Giter Site home page Giter Site logo

dafdetr's Introduction

DAFDeTr: Deformable Attention Fusion Based 3D Detection Transformer

This is the official PyTorch implementation of the paper DAFDeTr: Deformable Attention Fusion Based 3D Detection Transformer, by Gopi Krishna Erabati and Helder Araujo.

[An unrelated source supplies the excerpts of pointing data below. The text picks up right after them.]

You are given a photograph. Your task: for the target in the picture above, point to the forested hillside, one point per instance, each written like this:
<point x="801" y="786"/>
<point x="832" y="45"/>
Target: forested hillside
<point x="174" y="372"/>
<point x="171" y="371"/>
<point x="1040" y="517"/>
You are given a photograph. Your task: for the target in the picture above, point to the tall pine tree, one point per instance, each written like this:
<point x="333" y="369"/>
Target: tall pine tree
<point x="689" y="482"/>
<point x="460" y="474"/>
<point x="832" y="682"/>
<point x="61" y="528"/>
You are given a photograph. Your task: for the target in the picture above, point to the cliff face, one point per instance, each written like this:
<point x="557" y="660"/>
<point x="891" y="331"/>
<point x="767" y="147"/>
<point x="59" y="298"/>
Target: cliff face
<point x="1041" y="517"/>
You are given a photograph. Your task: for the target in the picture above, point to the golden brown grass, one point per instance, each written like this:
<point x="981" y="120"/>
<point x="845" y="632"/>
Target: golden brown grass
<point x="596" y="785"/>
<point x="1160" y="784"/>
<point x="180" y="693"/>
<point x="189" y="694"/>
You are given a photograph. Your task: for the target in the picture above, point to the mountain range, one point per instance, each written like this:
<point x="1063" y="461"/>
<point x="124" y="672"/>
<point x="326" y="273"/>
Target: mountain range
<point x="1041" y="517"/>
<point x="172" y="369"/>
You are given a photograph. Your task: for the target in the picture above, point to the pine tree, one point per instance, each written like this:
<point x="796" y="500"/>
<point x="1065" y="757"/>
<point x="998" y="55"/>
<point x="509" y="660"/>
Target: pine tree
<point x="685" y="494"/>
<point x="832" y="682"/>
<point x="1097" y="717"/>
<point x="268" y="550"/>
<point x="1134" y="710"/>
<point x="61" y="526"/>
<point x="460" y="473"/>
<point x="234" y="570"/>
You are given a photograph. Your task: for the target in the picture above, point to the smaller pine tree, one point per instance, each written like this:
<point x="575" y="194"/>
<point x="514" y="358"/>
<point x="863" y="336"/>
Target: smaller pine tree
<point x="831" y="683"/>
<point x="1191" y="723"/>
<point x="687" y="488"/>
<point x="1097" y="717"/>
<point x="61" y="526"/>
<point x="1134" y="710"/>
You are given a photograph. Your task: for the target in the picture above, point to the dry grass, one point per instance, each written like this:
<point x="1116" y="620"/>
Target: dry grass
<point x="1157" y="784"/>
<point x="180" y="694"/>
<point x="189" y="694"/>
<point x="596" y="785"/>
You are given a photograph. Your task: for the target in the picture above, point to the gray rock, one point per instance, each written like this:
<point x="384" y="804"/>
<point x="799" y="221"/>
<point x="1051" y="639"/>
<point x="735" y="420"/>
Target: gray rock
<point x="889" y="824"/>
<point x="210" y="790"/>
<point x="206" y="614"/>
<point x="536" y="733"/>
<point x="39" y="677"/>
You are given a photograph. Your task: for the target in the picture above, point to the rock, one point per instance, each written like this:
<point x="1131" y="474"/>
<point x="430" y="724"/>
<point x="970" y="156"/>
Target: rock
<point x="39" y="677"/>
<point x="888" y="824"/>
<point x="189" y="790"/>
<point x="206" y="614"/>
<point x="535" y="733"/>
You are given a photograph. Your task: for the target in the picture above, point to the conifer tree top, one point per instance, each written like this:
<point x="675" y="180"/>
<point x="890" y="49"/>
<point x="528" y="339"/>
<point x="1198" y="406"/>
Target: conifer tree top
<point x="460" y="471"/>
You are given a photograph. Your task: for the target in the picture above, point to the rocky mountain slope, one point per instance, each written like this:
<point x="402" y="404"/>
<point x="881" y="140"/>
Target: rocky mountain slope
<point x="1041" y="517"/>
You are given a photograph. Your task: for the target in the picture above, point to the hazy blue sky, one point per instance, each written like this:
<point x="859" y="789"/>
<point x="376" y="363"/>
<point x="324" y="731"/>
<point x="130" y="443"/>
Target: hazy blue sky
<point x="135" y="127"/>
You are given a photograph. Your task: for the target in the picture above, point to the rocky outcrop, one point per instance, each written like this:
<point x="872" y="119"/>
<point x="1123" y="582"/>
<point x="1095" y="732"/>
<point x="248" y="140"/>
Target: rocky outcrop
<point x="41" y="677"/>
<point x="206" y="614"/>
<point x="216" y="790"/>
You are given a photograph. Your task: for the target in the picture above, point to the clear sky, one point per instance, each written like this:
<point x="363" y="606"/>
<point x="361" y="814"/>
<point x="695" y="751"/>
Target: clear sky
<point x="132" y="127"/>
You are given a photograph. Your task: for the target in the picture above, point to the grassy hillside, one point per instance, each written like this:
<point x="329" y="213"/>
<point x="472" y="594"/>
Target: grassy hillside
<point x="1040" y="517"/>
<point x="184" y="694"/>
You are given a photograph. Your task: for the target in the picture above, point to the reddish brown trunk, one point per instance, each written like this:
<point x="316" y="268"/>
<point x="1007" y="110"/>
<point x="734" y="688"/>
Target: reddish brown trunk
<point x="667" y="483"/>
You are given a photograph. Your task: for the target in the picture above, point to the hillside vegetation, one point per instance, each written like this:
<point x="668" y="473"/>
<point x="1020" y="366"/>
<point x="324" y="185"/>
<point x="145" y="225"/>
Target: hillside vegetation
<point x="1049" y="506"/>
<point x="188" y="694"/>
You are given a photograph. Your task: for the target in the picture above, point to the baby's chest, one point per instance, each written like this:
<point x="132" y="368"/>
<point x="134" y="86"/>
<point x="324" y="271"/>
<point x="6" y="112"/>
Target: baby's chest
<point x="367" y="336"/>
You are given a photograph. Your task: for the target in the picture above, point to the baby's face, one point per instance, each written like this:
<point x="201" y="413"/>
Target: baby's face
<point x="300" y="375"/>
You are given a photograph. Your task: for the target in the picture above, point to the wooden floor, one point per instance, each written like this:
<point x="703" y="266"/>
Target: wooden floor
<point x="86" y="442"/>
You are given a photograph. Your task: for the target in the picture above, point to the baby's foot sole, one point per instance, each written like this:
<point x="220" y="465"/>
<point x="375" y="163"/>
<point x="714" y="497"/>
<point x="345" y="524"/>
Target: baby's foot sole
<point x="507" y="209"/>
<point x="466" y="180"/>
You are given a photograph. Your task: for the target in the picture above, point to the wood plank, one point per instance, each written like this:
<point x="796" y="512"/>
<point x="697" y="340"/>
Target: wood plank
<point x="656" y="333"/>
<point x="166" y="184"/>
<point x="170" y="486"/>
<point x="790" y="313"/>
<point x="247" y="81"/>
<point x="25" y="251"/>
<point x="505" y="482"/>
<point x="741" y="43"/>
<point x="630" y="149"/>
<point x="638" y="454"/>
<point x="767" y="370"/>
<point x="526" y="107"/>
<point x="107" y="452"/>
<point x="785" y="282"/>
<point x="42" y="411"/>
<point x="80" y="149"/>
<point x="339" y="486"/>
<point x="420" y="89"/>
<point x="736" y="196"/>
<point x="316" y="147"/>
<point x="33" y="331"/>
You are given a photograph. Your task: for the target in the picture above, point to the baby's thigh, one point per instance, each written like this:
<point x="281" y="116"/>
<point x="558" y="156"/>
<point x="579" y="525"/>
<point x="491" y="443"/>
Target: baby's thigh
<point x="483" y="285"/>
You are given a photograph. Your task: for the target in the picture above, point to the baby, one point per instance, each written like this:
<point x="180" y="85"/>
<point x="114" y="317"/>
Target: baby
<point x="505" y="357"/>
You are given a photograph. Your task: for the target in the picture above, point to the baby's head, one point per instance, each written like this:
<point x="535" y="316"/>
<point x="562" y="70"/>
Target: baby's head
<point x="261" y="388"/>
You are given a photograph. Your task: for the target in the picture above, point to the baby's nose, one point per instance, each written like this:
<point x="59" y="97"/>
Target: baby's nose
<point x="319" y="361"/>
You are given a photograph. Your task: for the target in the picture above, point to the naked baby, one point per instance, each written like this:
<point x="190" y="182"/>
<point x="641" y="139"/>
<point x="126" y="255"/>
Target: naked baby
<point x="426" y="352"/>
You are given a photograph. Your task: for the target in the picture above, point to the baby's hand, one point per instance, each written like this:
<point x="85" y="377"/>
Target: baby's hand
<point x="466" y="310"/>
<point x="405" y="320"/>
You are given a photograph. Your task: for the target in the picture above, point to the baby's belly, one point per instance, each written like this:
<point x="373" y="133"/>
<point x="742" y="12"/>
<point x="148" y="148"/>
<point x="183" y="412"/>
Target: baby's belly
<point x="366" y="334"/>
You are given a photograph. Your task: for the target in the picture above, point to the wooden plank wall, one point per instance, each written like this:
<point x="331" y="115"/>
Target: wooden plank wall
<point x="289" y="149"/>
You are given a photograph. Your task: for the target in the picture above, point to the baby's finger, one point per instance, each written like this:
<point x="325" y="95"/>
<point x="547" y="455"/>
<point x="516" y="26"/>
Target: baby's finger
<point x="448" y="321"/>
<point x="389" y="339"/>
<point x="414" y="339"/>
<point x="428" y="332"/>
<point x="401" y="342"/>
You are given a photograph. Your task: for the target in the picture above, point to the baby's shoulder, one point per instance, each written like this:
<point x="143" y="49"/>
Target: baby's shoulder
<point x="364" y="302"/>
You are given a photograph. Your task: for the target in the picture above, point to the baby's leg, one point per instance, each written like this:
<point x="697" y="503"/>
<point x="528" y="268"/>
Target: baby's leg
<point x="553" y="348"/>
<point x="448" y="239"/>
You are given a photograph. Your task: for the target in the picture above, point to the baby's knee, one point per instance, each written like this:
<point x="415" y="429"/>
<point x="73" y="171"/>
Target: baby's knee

Gopi Krishna Erabati and Helder Araujo, ``DAFDeTr: Deformable Attention Fusion Based 3D Detection Transformer,'' in Robotics, Computer Vision and Intelligent Systems (ROBOVIS 2024), Communications in Computer and Information Science, vol 2077, pp. 293-315, 2024.

Contents

  1. Overview
  2. Results
  3. Requirements, Installation and Usage
    1. Prerequistes
    2. Installation
    3. Training
    4. Testing
  4. Acknowledgements
  5. Reference

Overview

Existing approaches fuse the LiDAR points and image pixels by hard association relying on highly accurate calibration matrices. We propose Deformable Attention Fusion based 3D Detection Transformer (DAFDeTr) to attentively and adaptively fuse the image features to the LiDAR features with soft association using deformable attention mechanism. Specifically, our detection head consists of two decoders for sequential fusion: LiDAR and image decoder powered by deformable cross-attention to link the multi-modal features to the 3D object predictions leveraging a sparse set of object queries. The refined object queries from the LiDAR decoder attentively fuse with the corresponding and required image features establishing a soft association, thereby making our model robust for any camera malfunction. We conduct extensive experiments and analysis on nuScenes and Waymo datasets. Our DAFDeTr-L achieves 63.4 mAP and outperforms well established networks on the nuScenes dataset and obtains competitive performance on the Waymo dataset. Our fusion model DAFDeTr achieves 64.6 mAP on the nuScenes dataset. We also extend our model to the 3D tracking task and our model outperforms state-of-the-art methods on 3D tracking.

dafdetr

Results

Predictions on nuScenes dataset

DAFDeTr_DeformableAttentionFusionbased3DDetectionTransformer-ezgif com-video-to-gif-converter

nuScenes dataset

Config mAP NDS
dafdetr_res_voxel_nus_L.py 63.4 69.1 weights
dafdetr_res_voxel_nus_LC.py 64.6 69.3 weights

Waymo dataset (mAPH)

Config Veh. L1 Veh. L2 Ped. L1 Ped. L2 Cyc. L1 Cyc. L2
dafdetr_voxel_waymo_L.py 71.8 63.5 61.7 54.2 66.0 63.5

We can not distribute the model weights on Waymo dataset due to the Waymo license terms.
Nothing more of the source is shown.